Kaynaklara göre, İsrail, Suriye Cumhurbaşkanı Ahmed Şara'nın işgal ettiği tüm bölgelerden güçlerini çekme talebini reddetti. Tel Aviv, bu bölgelerden ancak kapsamlı bir barış anlaşması çerçevesinde çekileceğini, sınırlı bir güvenlik anlaşmasıyla bunun mümkün olmadığını açıkça belirtti. Bu durum, mevcut aşamada kapsamlı bir barış anlaşmasının pek mümkün görünmediği düşünüldüğünde, görüşmeleri fiilen durdurdu.
Geri çekilme sınırları anlaşmazlığın temeli
Tarafların, geçen Eylül ayında Birleşmiş Milletler Genel Kurulu toplantıları sırasında ABD gözetiminde bir güvenlik anlaşması imzalaması bekleniyordu, ancak medya raporları görüşmelerin son dakikalarda tıkandığını işaret etmişti.

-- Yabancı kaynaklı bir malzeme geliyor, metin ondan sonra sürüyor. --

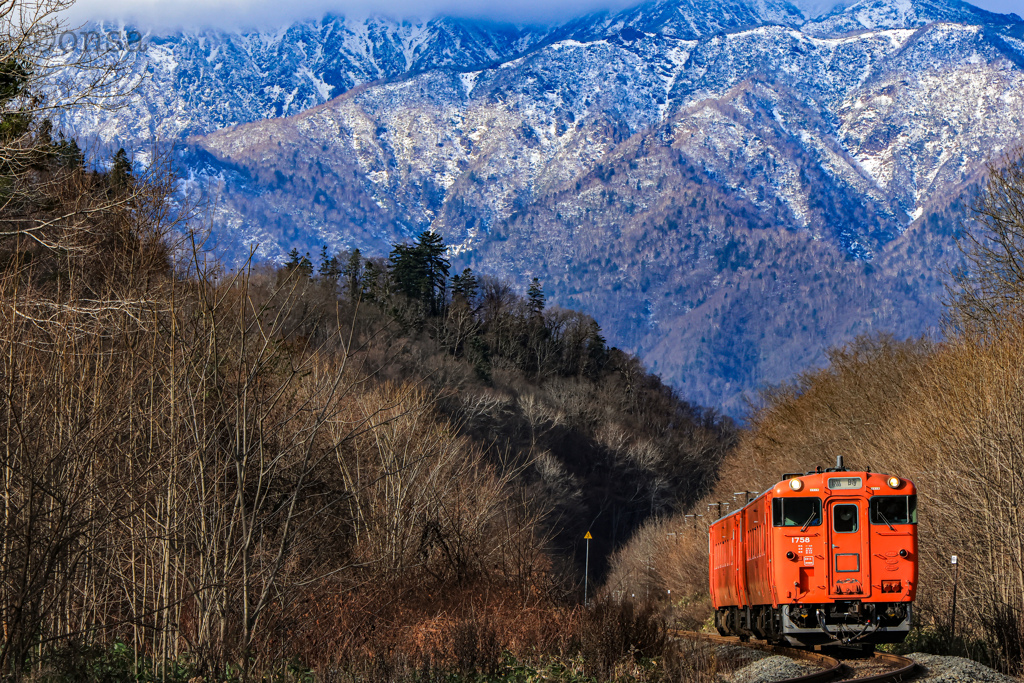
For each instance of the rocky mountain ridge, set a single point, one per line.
(729, 189)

İsrailli güvenlik kaynaklarına göre, Suriye Dışişleri Bakanı Esad Şeybani ve İsrail Stratejik İşler Bakanı Ron Dermer arasındaki toplantılarda kilit anlaşmazlıklar ortaya çıktı. Bu anlaşmazlıklar Suriye'nin şu talepleri etrafında yoğunlaştı:
-
1974 Ayrışma Anlaşması sınırlarına geri dönüş: İsrail'in bu anlaşmanın belirlediği sınırlara dönmesi.
-
Hava sahası ihlallerinin durdurulması: İsrail'in Suriye hava sahasını ihlal eden saldırılarına son vermesi.
-
2024 sonu işgal edilen bölgelerden çekilme: Esed rejiminin devrilmesinden sonra İsrail'in kontrolüne geçen bölgelerden çekilmesi.
Stratejik bölgelerin kontrolü
İşgalci İsrail, 1967'den beri Suriye'nin Golan Tepeleri'nin çoğunu işgal altında tutuyor. Ancak Esed rejiminin devrilmesiyle ortaya çıkan kargaşadan yararlanarak tampon bölgedeki varlığını genişletti ve stratejik öneme sahip Şeyh Dağı'nın (Cebel eş-Şeyh) zirvesini ele geçirdi. Bu hamle, fiilen 1974 Ayrışma Anlaşması'nı ortadan kaldırdı.
Ayrıca soykırımcı İsrail, son yıllarda Suriye askeri mevzilerini ve araçlarını hedef alan hava saldırılarını sürdürdü. Bu saldırılar birçok durumda sivillerin ölümüne ve silah depolarının imha edilmesine yol açtı.